Les approches actives ne
dépendent pas du numérique (Bates, 2015). Par conséquent, elles peuvent être mises en oeuvre,
tant en mode présentiel que dans un environnement numérique d’apprentissage. Dans
l’enseignement du français, la difficulté du recours au numérique se situe
ailleurs.
Tant pour l’enseignement-apprentissage
de la langue que pour le développement de compétences complexes, comme le sont
la compréhension et l’explication, la limite n’en est pas une de présence ou
d’outil, mais plutôt une de rétroaction (Bourdages, 2014). Comme le souligne Clark (2009), la forme de la rétroaction nécessaire au
développement de la pensée dépasse largement les capacités actuelles des
ordinateurs. Elle nécessite un puissant accompagnement humain en qualité et en
volume (Albero, 2011).
Bien que quelques outils
interactifs aient été développés, principalement pour l’apprentissage de la
langue, ces derniers ne permettent pas de lier contenant et contenu, encore
moins d’analyser le sens de ce qui a été produit par l’étudiant (Lecavalier, 2015). Pour la même raison, la possibilité de « s’exercer »

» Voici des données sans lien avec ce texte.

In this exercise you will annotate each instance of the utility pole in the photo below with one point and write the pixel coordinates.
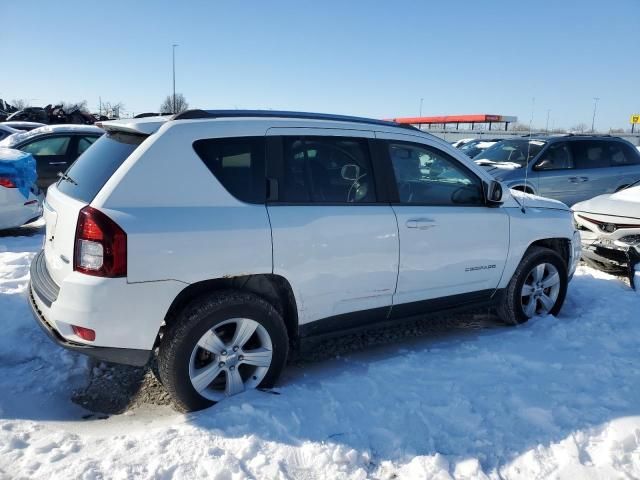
(174, 75)
(595, 107)
(547, 128)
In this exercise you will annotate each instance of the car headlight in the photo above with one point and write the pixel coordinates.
(631, 240)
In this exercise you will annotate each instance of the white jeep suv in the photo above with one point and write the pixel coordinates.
(220, 239)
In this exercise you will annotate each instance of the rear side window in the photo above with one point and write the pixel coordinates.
(590, 154)
(238, 164)
(327, 170)
(88, 174)
(48, 147)
(622, 154)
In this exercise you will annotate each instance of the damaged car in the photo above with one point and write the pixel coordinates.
(609, 228)
(20, 198)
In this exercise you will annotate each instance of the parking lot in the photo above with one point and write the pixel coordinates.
(464, 398)
(319, 240)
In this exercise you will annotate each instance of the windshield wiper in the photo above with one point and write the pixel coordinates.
(67, 178)
(484, 161)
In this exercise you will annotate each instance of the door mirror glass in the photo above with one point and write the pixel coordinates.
(493, 193)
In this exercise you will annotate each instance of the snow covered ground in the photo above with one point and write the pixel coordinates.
(555, 398)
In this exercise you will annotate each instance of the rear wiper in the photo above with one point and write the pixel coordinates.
(66, 177)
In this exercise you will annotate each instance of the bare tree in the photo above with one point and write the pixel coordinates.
(181, 104)
(70, 106)
(112, 110)
(20, 103)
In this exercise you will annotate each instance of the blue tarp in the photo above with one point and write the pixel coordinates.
(19, 167)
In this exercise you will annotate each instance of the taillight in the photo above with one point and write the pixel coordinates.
(84, 333)
(100, 245)
(7, 182)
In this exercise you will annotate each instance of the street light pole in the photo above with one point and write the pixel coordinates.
(595, 107)
(174, 75)
(547, 128)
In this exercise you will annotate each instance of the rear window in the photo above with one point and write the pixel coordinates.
(88, 174)
(238, 164)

à résoudre un problème pour lequel l’enseignant fournirait une réponse ou une
démarche, comme il est possible de le faire dans d’autres disciplines n’est pas
accessible en français. L’étudiant peut analyser un texte et comparer son
analyse avec celles de sources fiables, mais ce n’est là qu’une partie de ce qu’il
doit apprendre. C’est surtout sa manière de rendre compte de son analyse, sa
cohérence, sa qualité, qui sont visées.
En présentiel comme à
distance, il est possible de créer des espaces de collaboration, de mise en
commun, d’interaction et de confrontation d’idées pour permettre une
rétroaction de meilleure qualité. Cela dit, aussi aidant que soit le regard des
pairs, il ne peut remplacer celui de l’enseignant en termes d’apprentissage (Buysse, 2009). C’est à cet égard que le numérique présente des
défis particuliers.
En présentiel, il est facile d’analyser
et de commenter collectivement plusieurs textes simultanément. En classe, le
simple fait d’être à l’écoute peut être suffisant pour apprendre. En présentiel,
tout le monde n’a pas le temps de s’exprimer. Pourtant, la plupart des
étudiants bénéficient de la rétroaction de l’expert vis-à-vis leurs questionnements
ou ceux des autres étudiants.
À distance, ce type d’exercice
se révèle beaucoup plus difficile à réaliser. L’analyse simultanée de
textes se révèle ardue en raison de l’organisation des données sur une
plateforme numérique. De même, la rétroaction se trouve compartimentée, isolée
des autres interventions. Atteindre le même degré d’efficacité sur un forum,
par exemple, demanderait un niveau d’engagement considérable de la part des
étudiants, qui seraient dans l’obligation de lire tous les échanges pour être
en contact avec la même information. La charge de travail de l’enseignant se
trouve aussi multipliée par les productions individuelles d’un plus grand
nombre d’étudiants. À cet égard, la nécessité de « contraindre » la
production individuelle soulève de nombreuses interrogations qui méritent d’être
réfléchies davantage.
En conclusion, le numérique ne
peut pas remplacer le présentiel. Néanmoins, il est important de tenter d’améliorer
l’offre numérique pour le développement de compétences complexes, ne serait-ce
que pour garantir une plus grande accessibilité au plus grand nombre de gens
possible.
Références
Albero, B. (2011). Le couplage entre pédagogie et
technologies à l’université : cultures d’action et paradigmes de recherche. Revue
internationale des technologies en pédagogie universitaire / International
Journal of Technologies in Higher Education, 8(1‑2), 11‑21.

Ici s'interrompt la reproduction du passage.